A Connecticut doctor pleaded guilty in federal court in Boston today to receiving a kickback in exchange for ordering a medically unnecessary brain scan.
Donald Salzburg, M.D., 67, of Avon, Connecticut, has been accused of conspiring to administer health care before U.S. Superior District Court Judge Douglas P. Woodlock, according to a news release from the Massachusetts District Attorney’s Office. Pled guilty to one count. His one count of fraud and collusion to receive kickbacks.
The court has not yet set a date for the sentencing hearing. Salzberg said he was indicted by Information on May 23.
A Connecticut licensed ophthalmologist for 36 years, Mr.
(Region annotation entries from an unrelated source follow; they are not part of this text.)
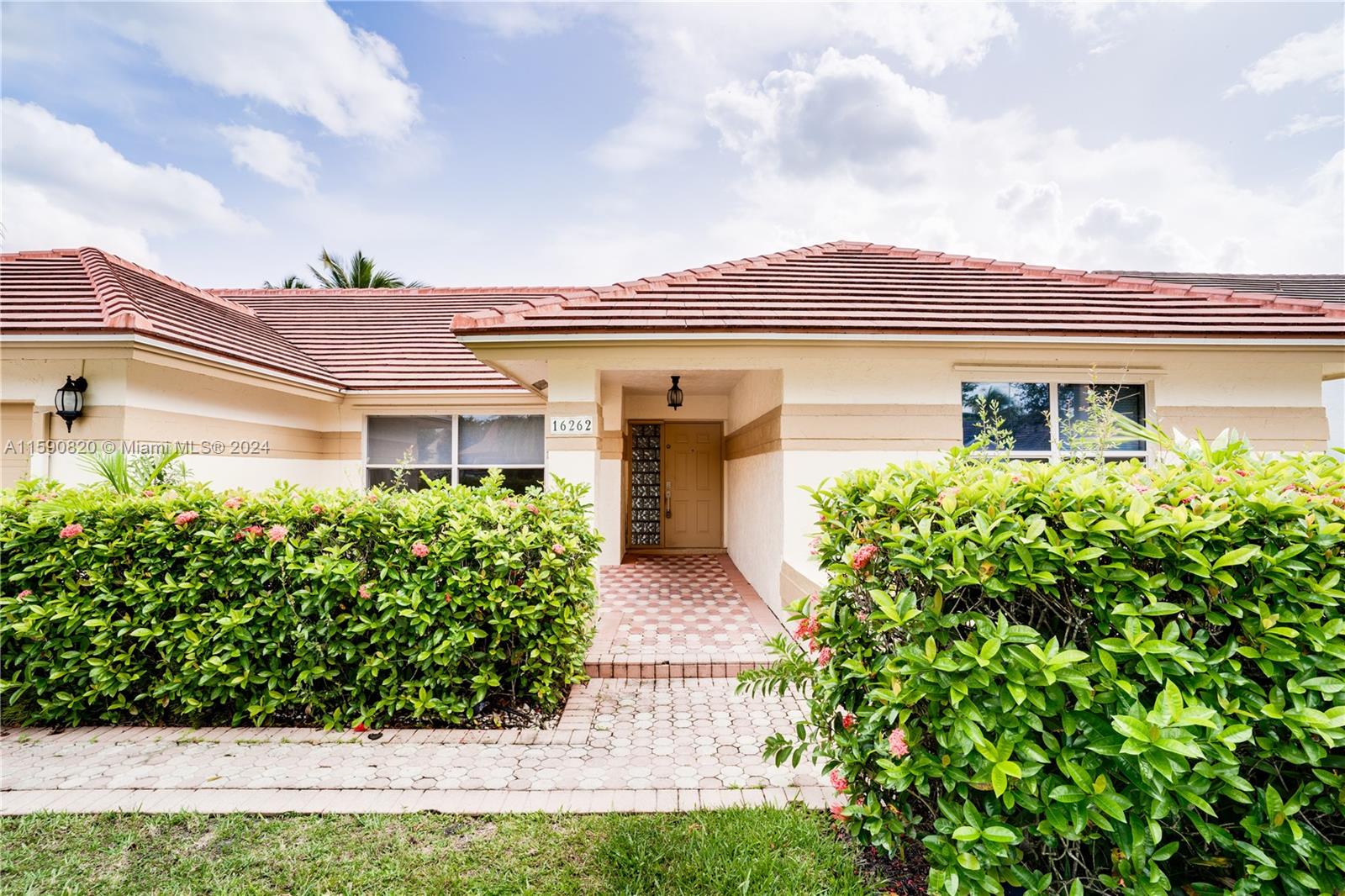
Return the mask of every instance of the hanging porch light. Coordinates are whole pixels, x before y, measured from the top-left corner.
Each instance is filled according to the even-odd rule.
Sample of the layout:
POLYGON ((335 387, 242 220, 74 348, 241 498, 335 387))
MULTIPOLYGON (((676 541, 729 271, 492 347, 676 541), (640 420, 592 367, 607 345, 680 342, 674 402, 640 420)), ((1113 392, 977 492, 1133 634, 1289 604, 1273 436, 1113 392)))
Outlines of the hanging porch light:
POLYGON ((677 410, 682 406, 682 387, 678 386, 681 377, 672 377, 672 387, 668 389, 668 408, 677 410))

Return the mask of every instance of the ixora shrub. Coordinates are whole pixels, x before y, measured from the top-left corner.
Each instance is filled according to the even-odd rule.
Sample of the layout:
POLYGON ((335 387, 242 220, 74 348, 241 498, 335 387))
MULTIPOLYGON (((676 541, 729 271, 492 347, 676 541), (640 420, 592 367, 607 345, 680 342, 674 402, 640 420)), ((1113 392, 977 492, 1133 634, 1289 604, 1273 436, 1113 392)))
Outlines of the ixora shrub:
POLYGON ((0 498, 0 689, 30 722, 549 710, 582 677, 582 487, 0 498))
POLYGON ((1345 465, 986 460, 814 494, 798 739, 931 892, 1345 892, 1345 465))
Salzberg owned and operated Donald J. Salzberg, MD, an eye clinic in West Hartford, Connecticut.
From 2014 to 2019, according to federal officials, Salzburg colluded with principals in a medical diagnostics company to perform transcranial Doppler (TCD) scans (brain scans that measure blood flow in parts of the brain) to I ordered hundreds of TCD scans that I don’t need. exchanged for kickback.
Salzburg, who works in West Hartford, Connecticut, used false patient diagnoses to order brain scans and others filed bills with Medicare and other insurance companies to seek payment, prosecutors said. said.
Salzberg received a cash rebate of $100 to $125 for each test ordered and a false administrative service fee. More than $3 million in fraudulent claims have been filed with Medicare and private insurers, according to federal officials.
Boston’s federal attorney’s office said conspiracy to commit health care fraud carries a maximum sentence of 10 years in prison, three years of supervised release, and a fine of up to $250,000. Conspiracy to violate anti-kickback laws carries a maximum penalty of five years in prison, three years of supervised release, and a maximum fine of $250,000.
Sentences are imposed by federal district court judges under the United States Sentencing Guidelines and statutes governing sentencing decisions in criminal cases.
Assistant U.S. Attorneys Rachel Y. Hemani and Howard Locker of the Rollins Healthcare Fraud Unit are prosecuting the case.